Notably, Ashoka received a $10 million gift from MacKenzie Scott’s Yield Giving in 2021 for work to strengthen the nonprofit sector. Foundation supporters include the Knight Foundation, the Laurie M. Tisch Illumination Fund, the David and Lucile Packard Foundation, Robert Wood Johnson Foundation, Swiss Re Foundation and Robert Bosch Siftung, one of Europe’s leading foundations, known for work in natural and social sciences. Taco Bell Foundation, a grantmaker with a focus on youth education and career readiness, also supports its work.

Measuring change

Because the purpose of social entrepreneurship is to change all of society, Drayton said measuring impact is important for both Ashoka and the entire field. Ashoka’s social entrepreneurs help provide that data. “Every three years, we have a detailed survey with university analysis that measures both the impact of the fellows and the impact of Ashoka on the fellows,” Drayton said.

He cited three entrepreneurs inside Ashoka who have developed “three different, powerful measures of the level of changemaking in individuals and organizations.” That work, he believes, will be “very important for investment, for management, for health, for industry,” and for students making college decisions.

Drayton said that schools that adopt Ashoka’s approaches have also shown improvement across three traditional measures: “Many hundreds of evaluations show consistently that math scores improve, language scores improve and bullying rates go down.”

Drayton also pointed to Ashoka’s influence “on major framework and pattern changes nationally, continent wide and globally,” and well as new ways to measure, like framework development. For example, he cited the degree to which the language Ashoka created “made it into the dictionary about a decade ago and is now very common and still spreading and multiplying. That spread is a measure of framework change.”

Changes ahead

So what lies ahead for an organization built on the idea of change?
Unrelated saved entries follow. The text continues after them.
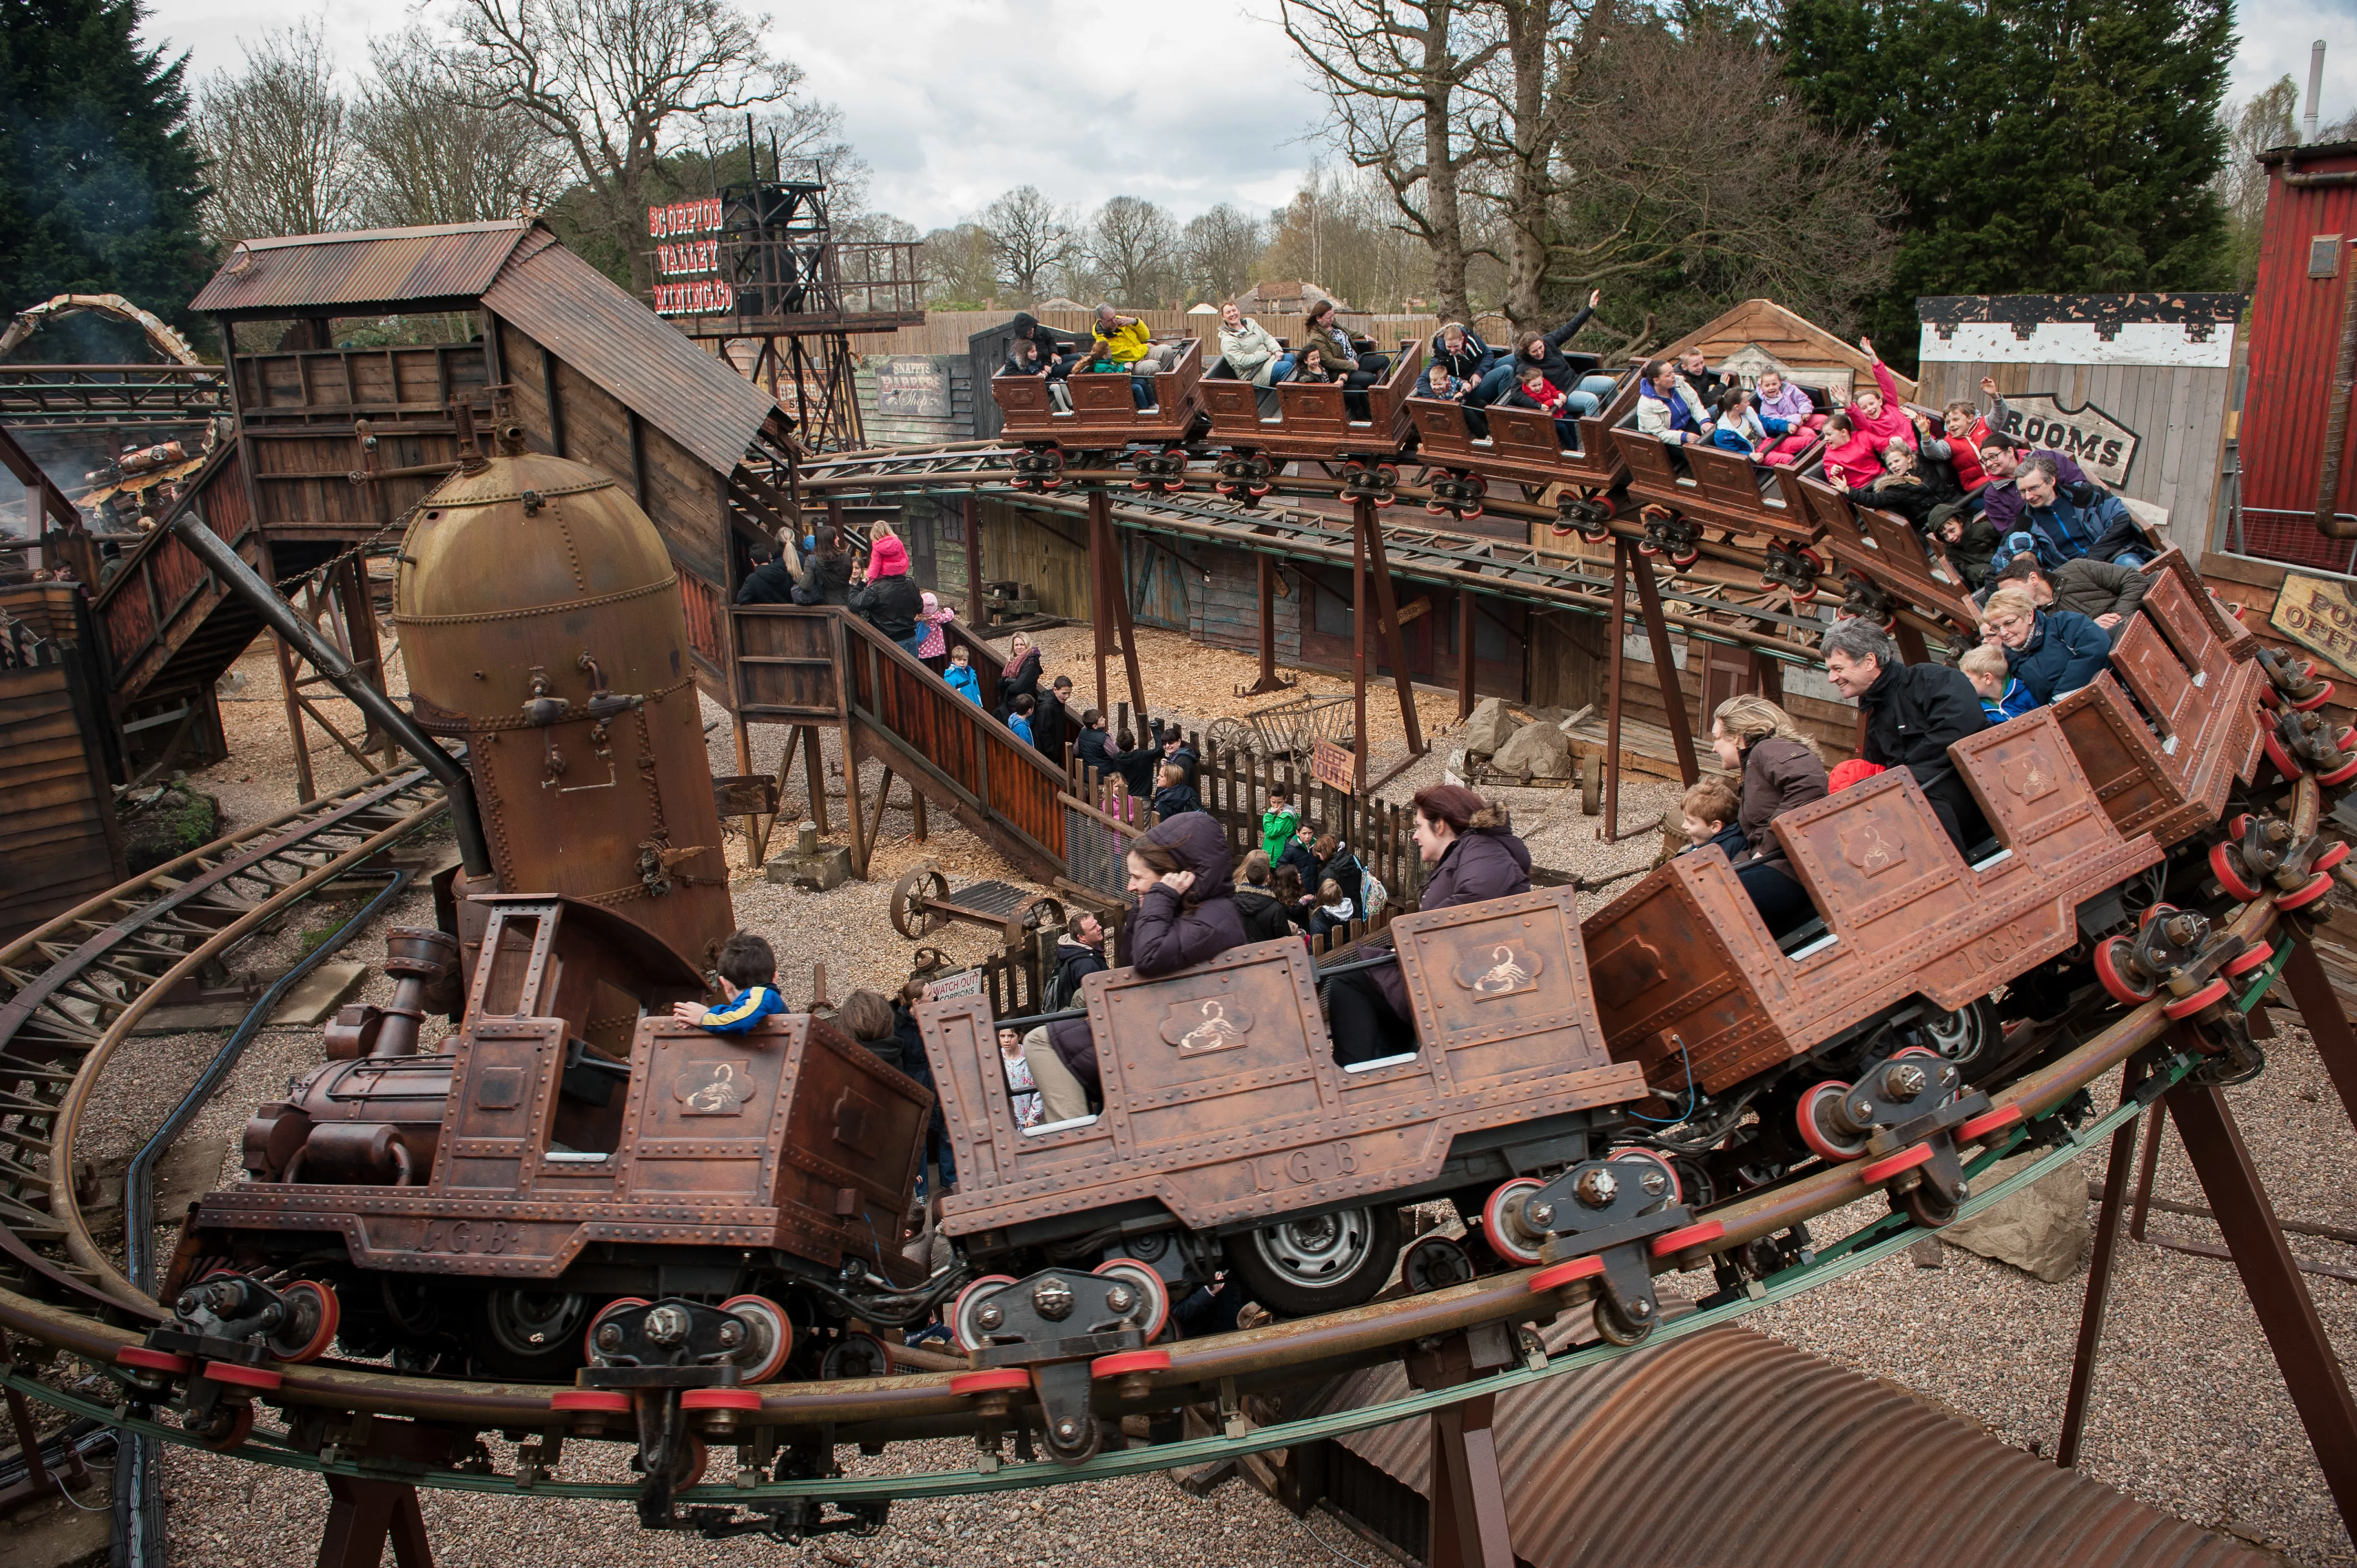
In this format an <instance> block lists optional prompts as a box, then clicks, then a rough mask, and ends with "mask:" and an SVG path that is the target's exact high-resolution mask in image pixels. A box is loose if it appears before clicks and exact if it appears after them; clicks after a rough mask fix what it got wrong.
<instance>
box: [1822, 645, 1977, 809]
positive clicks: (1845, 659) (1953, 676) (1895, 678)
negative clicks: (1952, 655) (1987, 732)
mask: <svg viewBox="0 0 2357 1568" xmlns="http://www.w3.org/2000/svg"><path fill="white" fill-rule="evenodd" d="M1822 648H1824V674H1827V679H1831V681H1834V689H1836V691H1841V696H1846V698H1850V700H1855V703H1857V710H1860V712H1862V714H1864V719H1867V745H1864V750H1862V752H1860V757H1862V759H1864V762H1871V764H1876V766H1883V769H1907V771H1909V773H1912V776H1914V780H1916V788H1919V790H1923V797H1926V799H1928V802H1930V809H1933V816H1937V818H1940V828H1945V830H1947V837H1949V842H1954V844H1956V851H1959V854H1966V856H1968V854H1970V851H1973V846H1975V844H1980V842H1982V839H1985V837H1989V823H1987V821H1985V818H1982V816H1980V804H1978V802H1973V792H1970V788H1968V785H1966V783H1963V773H1959V771H1956V766H1954V764H1952V762H1949V757H1947V747H1949V745H1952V743H1956V740H1963V738H1966V736H1978V733H1980V731H1985V729H1987V726H1989V717H1987V714H1985V712H1982V710H1980V693H1978V691H1975V689H1973V681H1970V677H1966V674H1963V670H1956V667H1954V665H1904V663H1900V651H1897V644H1895V641H1890V634H1888V632H1883V630H1881V627H1879V625H1871V622H1867V620H1862V618H1855V615H1853V618H1848V620H1836V622H1834V625H1831V627H1827V632H1824V641H1822Z"/></svg>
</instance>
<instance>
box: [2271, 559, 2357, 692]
mask: <svg viewBox="0 0 2357 1568" xmlns="http://www.w3.org/2000/svg"><path fill="white" fill-rule="evenodd" d="M2350 589H2352V585H2350V582H2348V580H2343V578H2308V575H2303V573H2296V571H2293V573H2284V587H2282V589H2277V594H2275V613H2272V615H2267V625H2272V627H2275V630H2277V632H2282V634H2284V637H2289V639H2291V641H2296V644H2300V646H2303V648H2308V651H2310V653H2315V655H2317V658H2324V660H2331V663H2333V667H2338V670H2341V672H2343V674H2357V594H2352V592H2350Z"/></svg>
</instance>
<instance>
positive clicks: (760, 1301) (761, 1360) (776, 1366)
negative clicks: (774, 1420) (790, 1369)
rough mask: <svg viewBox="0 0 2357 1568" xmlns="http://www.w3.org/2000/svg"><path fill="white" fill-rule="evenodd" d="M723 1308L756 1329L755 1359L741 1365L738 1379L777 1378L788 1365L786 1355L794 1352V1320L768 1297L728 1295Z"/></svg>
mask: <svg viewBox="0 0 2357 1568" xmlns="http://www.w3.org/2000/svg"><path fill="white" fill-rule="evenodd" d="M721 1311H733V1313H735V1316H738V1318H742V1320H745V1323H747V1325H752V1332H754V1344H752V1351H750V1353H752V1361H747V1363H742V1365H740V1368H738V1382H742V1384H754V1382H768V1379H773V1377H775V1375H778V1372H780V1370H783V1368H785V1358H787V1356H792V1353H794V1320H792V1318H787V1316H785V1309H783V1306H778V1304H775V1302H771V1299H768V1297H728V1299H726V1302H721Z"/></svg>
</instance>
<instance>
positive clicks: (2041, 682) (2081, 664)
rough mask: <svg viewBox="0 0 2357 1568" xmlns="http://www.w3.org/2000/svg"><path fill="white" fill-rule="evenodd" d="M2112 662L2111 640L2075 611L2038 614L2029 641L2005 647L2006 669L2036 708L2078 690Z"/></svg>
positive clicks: (2029, 636)
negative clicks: (2005, 657) (2029, 698)
mask: <svg viewBox="0 0 2357 1568" xmlns="http://www.w3.org/2000/svg"><path fill="white" fill-rule="evenodd" d="M2110 663H2112V639H2110V634H2105V630H2102V627H2100V625H2095V622H2093V620H2088V618H2086V615H2081V613H2077V611H2039V613H2036V620H2032V625H2029V641H2025V644H2022V646H2020V648H2006V667H2008V670H2011V672H2013V677H2015V679H2018V681H2020V684H2022V686H2029V696H2034V698H2036V700H2039V705H2046V703H2053V700H2055V698H2058V696H2069V693H2072V691H2079V689H2081V686H2086V684H2088V681H2093V679H2095V677H2098V674H2102V672H2105V670H2107V667H2110Z"/></svg>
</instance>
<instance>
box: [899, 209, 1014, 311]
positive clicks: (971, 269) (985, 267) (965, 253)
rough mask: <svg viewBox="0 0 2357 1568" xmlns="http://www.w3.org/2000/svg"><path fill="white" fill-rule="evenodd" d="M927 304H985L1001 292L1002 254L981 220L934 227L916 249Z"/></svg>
mask: <svg viewBox="0 0 2357 1568" xmlns="http://www.w3.org/2000/svg"><path fill="white" fill-rule="evenodd" d="M917 257H919V262H922V264H924V278H926V304H943V307H945V304H952V302H955V304H983V302H985V299H990V297H992V295H997V292H999V255H997V250H995V248H992V243H990V233H988V231H985V229H983V226H981V224H957V226H955V229H933V231H931V233H926V236H924V250H919V252H917Z"/></svg>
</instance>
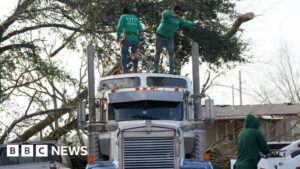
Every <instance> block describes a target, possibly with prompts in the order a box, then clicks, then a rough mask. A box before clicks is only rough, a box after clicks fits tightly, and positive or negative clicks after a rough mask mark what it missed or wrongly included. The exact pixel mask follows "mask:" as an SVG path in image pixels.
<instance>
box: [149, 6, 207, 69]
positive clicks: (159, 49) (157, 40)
mask: <svg viewBox="0 0 300 169" xmlns="http://www.w3.org/2000/svg"><path fill="white" fill-rule="evenodd" d="M181 13H182V10H181V7H180V6H179V5H175V6H174V7H173V9H172V11H170V10H165V11H163V13H162V17H161V20H160V23H159V26H158V28H157V30H156V42H155V49H156V53H155V60H154V67H155V70H154V73H158V67H159V60H160V54H161V52H162V50H163V47H165V48H166V49H167V51H168V53H169V73H170V74H174V67H175V61H174V56H173V55H174V35H175V33H176V32H177V30H178V29H179V27H192V26H196V25H197V24H196V23H194V22H191V21H188V20H186V19H183V18H181V17H180V16H181ZM198 25H199V26H201V27H202V26H203V23H202V22H199V23H198Z"/></svg>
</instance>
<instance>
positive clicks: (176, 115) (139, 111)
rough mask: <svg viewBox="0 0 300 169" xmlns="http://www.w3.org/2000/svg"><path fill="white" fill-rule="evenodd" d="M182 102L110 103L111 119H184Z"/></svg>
mask: <svg viewBox="0 0 300 169" xmlns="http://www.w3.org/2000/svg"><path fill="white" fill-rule="evenodd" d="M182 106H183V104H182V102H166V101H136V102H125V103H114V104H110V105H109V119H110V120H116V121H129V120H175V121H180V120H182V118H183V117H182V116H183V108H182Z"/></svg>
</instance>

Today, Ashoka’s work focuses on finding tipping points in society that create space for widespread systemic change and critical issues that can benefit from the problem-solving power of collaborative entrepreneurship: networks of entrepreneurs, and partners in business, government, academia and other influencers.

Work is aimed at addressing the rising anger and desperation of everyone on the “wrong side of the new inequality” — people who are being left behind as the game changes from one that values repetition and institutions to one that thrives on an accelerated response to change.

Count on much of that work to concentrate on youth. Drayton considers allowing even one young person to slip into the “new inequality” as “totally unacceptable, totally unethical.” Within Ashoka, this shift is already underway. A full third of the work of Ashoka’s social entrepreneurs focuses on new generations, a cohort for whom “the ability to change has gone from challenge to necessity.”

But one thing hasn’t changed. Even at a time when the idea that all people have the social agency to improve their lives seems to be challenged from all sides, Drayton remains committed to the idea of finding individual purpose in boosting good for all.

“What is the greatest gift one can give?” he asked. “It’s the power to give. The moment someone understands this, they have a sense of the inner logic, the overwhelming gravitational power of this new world.”